Византийская культура, в том числе и прежде всего искусство, в отличие от западной, не знала разрушений. На античных художественных образцах здесь учились, античность здесь навсегда осталась “живой” и стала настоящим фундаментом всей культуры. Собственный художественный язык был обретен путем трансформации античного, а не создавался заново, как бы “с нуля”, как это было в варваризировавшейся Европе. Путь византийского искусства – это естественное развитие раннехристианского средиземноморского, а затем – бережное хранение его классических основ, впрочем, переосмысленных, приспособленных для христианских идей»[481].

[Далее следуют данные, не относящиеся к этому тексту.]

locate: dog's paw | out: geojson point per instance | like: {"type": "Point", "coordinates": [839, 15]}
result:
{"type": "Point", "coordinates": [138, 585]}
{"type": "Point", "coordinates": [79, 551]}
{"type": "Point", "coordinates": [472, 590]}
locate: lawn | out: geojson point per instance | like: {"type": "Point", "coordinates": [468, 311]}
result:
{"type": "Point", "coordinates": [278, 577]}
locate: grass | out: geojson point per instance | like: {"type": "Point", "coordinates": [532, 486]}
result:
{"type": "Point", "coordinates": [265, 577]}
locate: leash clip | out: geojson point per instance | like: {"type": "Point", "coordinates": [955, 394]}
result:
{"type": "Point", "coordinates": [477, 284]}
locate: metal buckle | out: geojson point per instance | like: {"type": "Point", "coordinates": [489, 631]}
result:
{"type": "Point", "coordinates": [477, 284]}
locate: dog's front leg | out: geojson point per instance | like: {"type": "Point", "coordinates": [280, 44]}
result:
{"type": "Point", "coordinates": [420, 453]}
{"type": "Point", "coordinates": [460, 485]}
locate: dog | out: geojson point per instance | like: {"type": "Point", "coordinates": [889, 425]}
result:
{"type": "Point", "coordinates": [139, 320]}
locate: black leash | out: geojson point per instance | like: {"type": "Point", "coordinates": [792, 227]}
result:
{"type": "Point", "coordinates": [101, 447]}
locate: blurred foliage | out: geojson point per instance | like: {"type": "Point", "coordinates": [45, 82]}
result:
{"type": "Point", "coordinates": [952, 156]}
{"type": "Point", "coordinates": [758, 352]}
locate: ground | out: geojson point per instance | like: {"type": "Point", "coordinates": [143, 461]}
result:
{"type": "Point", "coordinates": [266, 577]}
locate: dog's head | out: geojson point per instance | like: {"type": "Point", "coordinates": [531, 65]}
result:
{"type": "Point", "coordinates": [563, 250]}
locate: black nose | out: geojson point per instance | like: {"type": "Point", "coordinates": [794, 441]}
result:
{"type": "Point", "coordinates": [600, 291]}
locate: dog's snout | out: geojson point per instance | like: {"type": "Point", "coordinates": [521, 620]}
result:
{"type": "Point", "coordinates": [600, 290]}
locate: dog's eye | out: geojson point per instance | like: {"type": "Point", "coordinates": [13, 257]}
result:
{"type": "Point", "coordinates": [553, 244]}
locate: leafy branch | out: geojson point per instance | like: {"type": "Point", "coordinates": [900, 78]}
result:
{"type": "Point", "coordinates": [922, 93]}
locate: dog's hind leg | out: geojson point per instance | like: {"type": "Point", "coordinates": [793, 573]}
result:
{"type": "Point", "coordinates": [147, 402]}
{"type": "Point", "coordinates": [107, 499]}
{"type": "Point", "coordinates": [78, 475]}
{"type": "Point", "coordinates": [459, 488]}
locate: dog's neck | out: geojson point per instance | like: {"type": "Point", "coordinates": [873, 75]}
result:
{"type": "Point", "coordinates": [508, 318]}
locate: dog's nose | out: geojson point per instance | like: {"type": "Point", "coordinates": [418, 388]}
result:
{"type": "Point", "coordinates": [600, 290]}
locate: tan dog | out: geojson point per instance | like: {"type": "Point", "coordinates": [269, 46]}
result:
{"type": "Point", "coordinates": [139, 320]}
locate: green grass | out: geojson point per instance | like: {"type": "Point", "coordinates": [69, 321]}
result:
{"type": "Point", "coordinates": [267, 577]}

Не менее значимым было влияние Византии. Вместе с тем, как подчеркивает Г. Флоровский, Русь не слепо копировала византийскую культуру, а прилагала усилия по ее глубокому усвоению и творческому преобразованию в культуру, отвечающую потребностям собственного, самобытного духовно-культурного развития. Уже на ранней стадии своей истории Русь показала удивительные качества воспринимать новую культуру, в данном случае византийскую, приспосабливая ее к своим духовно-культурным потребностям и воззрениям.

Древняя Русь по-своему «читала» христианство. Даже иконы Древней Руси придавали обретенным из Византии святым образам иные, чем в византийской классике, изображения. Позже Андрей Рублев, величайший из иконописцев, написал Христа совсем не так, как это было принято в каноне восточно-христианской традиции до него.